(this post is by Charles)
My colleagues Matt Hoffman, Pavel Sountsov, Lionel Riou-Durand, Aki Vehtari, Andrew Gelman, and I released a preprint titled “Nested R-hat: assessing the convergence of Markov chain Monte Carlo when running many short chains”. This is a revision of an earlier preprint. Here’s the abstract:
The growing availability of hardware accelerators such as GPUs has generated interest in Markov chains Monte Carlo (MCMC) workflows which run a large number of chains in parallel. Each chain still needs to forget its initial state but the subsequent sampling phase can be almost arbitrarily short. To determine if the resulting short chains are reliable, we need to assess how close the Markov chains are to convergence to their stationary distribution. The R-hat statistic is a battle-tested convergence diagnostic but unfortunately can require long chains to work well. We present a nested design to overcome this challenge, and introduce tuning parameters to control the reliability, bias, and variance of convergence diagnostics.
The paper is motivated by the possibility of running many Markov chains in parallel on modern hardware, such as GPU. Increasing the number of chains allows you to reduce the variance of your Monte Carlo estimator, which is what the sampling phase is for, but not the bias, which is what the warmup phase is for (that’s the short story). So you can trade length of the sampling phase for number of chains but you still need to achieve approximate convergence.
There’s more to be said about the many-short-chains regime but what I want to focus on is what we’ve learned about the more classic R-hat. The first step is to rewrite the condition, R-hat < 1.01, as a tolerance on the variance of the per chain Monte Carlo estimator. Intuitively, we’re running a stochastic algorithm to estimate an expectation value, which is a non-random quantity. Hence, different chains should, despite their different initialization and seed, still come to an “agreement”. This agreement is measured by the variance of the estimator produced by each chain.

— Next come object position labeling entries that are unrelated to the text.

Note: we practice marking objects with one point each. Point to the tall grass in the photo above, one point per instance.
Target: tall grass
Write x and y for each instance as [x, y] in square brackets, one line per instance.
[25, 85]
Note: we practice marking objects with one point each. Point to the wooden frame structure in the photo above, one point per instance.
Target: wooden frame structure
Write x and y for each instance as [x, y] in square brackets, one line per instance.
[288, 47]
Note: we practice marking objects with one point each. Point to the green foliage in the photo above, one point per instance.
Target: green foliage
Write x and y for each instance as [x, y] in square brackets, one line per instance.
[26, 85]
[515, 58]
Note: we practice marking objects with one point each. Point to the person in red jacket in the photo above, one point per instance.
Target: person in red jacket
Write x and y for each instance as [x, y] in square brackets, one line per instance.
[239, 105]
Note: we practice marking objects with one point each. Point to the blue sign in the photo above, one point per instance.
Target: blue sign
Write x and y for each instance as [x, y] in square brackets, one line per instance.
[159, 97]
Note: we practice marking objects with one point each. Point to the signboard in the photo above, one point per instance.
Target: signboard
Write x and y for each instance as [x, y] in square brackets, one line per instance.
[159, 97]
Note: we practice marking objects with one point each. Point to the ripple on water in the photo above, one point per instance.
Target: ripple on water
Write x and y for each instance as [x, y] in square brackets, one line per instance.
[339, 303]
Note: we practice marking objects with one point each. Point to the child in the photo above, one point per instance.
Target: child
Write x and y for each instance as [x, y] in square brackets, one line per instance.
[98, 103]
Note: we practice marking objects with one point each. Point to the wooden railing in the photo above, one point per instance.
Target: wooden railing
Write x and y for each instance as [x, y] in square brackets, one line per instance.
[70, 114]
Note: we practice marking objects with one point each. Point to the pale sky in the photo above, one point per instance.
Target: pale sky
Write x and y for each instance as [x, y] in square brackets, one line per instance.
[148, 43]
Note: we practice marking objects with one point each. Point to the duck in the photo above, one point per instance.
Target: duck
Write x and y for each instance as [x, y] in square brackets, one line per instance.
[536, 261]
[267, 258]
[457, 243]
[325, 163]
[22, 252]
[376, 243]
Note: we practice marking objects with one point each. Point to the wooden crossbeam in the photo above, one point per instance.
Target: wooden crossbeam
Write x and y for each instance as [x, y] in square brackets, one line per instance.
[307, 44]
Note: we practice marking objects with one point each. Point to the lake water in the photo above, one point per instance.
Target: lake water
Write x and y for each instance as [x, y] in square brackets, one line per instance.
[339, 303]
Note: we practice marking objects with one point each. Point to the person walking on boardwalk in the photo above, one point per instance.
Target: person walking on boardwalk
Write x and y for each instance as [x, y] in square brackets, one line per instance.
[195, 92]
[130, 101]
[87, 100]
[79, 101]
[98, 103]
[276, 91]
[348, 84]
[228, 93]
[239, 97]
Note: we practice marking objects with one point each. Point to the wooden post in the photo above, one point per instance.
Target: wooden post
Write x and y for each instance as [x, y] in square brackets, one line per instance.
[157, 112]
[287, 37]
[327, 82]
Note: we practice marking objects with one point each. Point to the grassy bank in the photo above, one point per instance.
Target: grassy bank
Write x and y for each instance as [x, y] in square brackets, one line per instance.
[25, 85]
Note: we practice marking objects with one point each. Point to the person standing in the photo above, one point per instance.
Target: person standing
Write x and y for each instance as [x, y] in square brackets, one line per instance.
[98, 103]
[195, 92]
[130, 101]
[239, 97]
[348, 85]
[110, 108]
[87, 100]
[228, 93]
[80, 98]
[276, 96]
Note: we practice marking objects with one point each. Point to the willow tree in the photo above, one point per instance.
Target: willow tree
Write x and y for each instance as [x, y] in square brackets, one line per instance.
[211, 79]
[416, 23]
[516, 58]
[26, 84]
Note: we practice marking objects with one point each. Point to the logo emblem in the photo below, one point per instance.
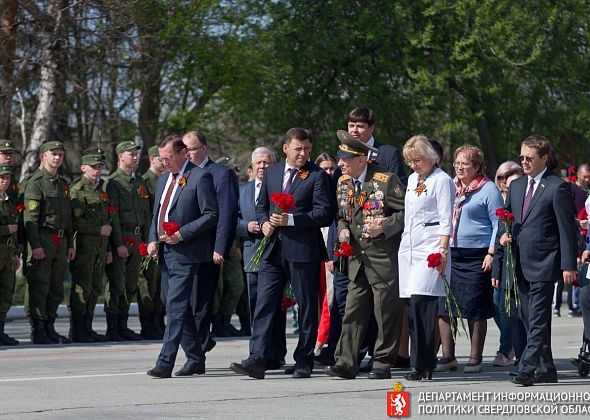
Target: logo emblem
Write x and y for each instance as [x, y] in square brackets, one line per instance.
[398, 402]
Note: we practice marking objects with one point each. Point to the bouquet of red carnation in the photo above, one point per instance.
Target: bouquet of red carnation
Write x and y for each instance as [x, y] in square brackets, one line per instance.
[283, 203]
[343, 251]
[451, 305]
[509, 264]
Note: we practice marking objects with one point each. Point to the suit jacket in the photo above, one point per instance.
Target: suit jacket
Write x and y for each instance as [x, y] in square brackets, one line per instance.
[390, 158]
[302, 242]
[544, 243]
[379, 255]
[247, 214]
[194, 207]
[226, 189]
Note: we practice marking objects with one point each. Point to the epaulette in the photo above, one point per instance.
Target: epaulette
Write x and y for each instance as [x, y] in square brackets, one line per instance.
[380, 176]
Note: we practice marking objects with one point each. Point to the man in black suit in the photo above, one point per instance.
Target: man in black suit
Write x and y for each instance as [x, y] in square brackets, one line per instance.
[294, 253]
[222, 237]
[184, 195]
[544, 246]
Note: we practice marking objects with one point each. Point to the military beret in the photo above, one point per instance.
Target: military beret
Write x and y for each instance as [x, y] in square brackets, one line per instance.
[51, 145]
[6, 146]
[125, 146]
[351, 147]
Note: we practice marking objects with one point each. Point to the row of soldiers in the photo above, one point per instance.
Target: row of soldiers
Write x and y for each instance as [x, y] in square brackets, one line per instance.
[92, 224]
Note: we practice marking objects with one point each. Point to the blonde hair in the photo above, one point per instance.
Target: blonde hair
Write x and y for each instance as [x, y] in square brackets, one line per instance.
[419, 146]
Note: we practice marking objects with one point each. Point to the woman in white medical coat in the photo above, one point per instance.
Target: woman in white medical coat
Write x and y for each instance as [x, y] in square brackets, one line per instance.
[428, 227]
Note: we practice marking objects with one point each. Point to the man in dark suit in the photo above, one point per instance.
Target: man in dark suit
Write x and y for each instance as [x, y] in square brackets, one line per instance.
[294, 253]
[544, 246]
[184, 195]
[222, 237]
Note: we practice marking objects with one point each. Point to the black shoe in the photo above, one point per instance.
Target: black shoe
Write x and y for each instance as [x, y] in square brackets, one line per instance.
[191, 368]
[340, 371]
[545, 378]
[248, 367]
[159, 372]
[524, 380]
[378, 373]
[302, 372]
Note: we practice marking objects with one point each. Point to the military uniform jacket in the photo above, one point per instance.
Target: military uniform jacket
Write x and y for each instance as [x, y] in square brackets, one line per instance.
[47, 202]
[382, 195]
[129, 198]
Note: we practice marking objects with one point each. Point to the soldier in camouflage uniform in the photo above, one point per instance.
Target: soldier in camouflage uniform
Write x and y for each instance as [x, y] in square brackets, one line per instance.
[151, 309]
[48, 224]
[9, 254]
[131, 221]
[92, 228]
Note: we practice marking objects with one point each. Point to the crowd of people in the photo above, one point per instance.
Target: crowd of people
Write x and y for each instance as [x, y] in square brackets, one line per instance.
[377, 262]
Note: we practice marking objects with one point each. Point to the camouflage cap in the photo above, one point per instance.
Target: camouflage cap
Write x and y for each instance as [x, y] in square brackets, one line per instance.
[153, 151]
[6, 146]
[125, 146]
[52, 145]
[351, 147]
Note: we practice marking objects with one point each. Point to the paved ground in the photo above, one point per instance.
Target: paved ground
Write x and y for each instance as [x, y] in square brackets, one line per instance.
[109, 381]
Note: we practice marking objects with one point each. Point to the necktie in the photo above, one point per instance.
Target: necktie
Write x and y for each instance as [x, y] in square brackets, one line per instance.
[527, 199]
[292, 173]
[165, 203]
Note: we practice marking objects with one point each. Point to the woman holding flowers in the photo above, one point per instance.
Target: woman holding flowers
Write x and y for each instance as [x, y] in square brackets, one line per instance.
[429, 209]
[475, 224]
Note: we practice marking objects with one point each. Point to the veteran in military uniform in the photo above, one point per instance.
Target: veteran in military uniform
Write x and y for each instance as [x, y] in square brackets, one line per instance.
[371, 219]
[130, 219]
[48, 224]
[9, 254]
[151, 309]
[90, 207]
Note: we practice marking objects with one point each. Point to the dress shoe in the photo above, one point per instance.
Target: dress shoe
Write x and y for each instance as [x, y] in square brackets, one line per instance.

Now here’s the paradox. The expected squared error of a per chain Monte Carlo estimator decomposes into a squared bias and a variance. When diagnosing convergence, we’re really interested in making sure the bias has decayed sufficiently (a common phrase is “has become negligible”, but I find it useful to think of MCMC as a biased algorithm). But, with R-hat, we’re really monitoring the variance, not the bias! So how can this be a useful diagnostic?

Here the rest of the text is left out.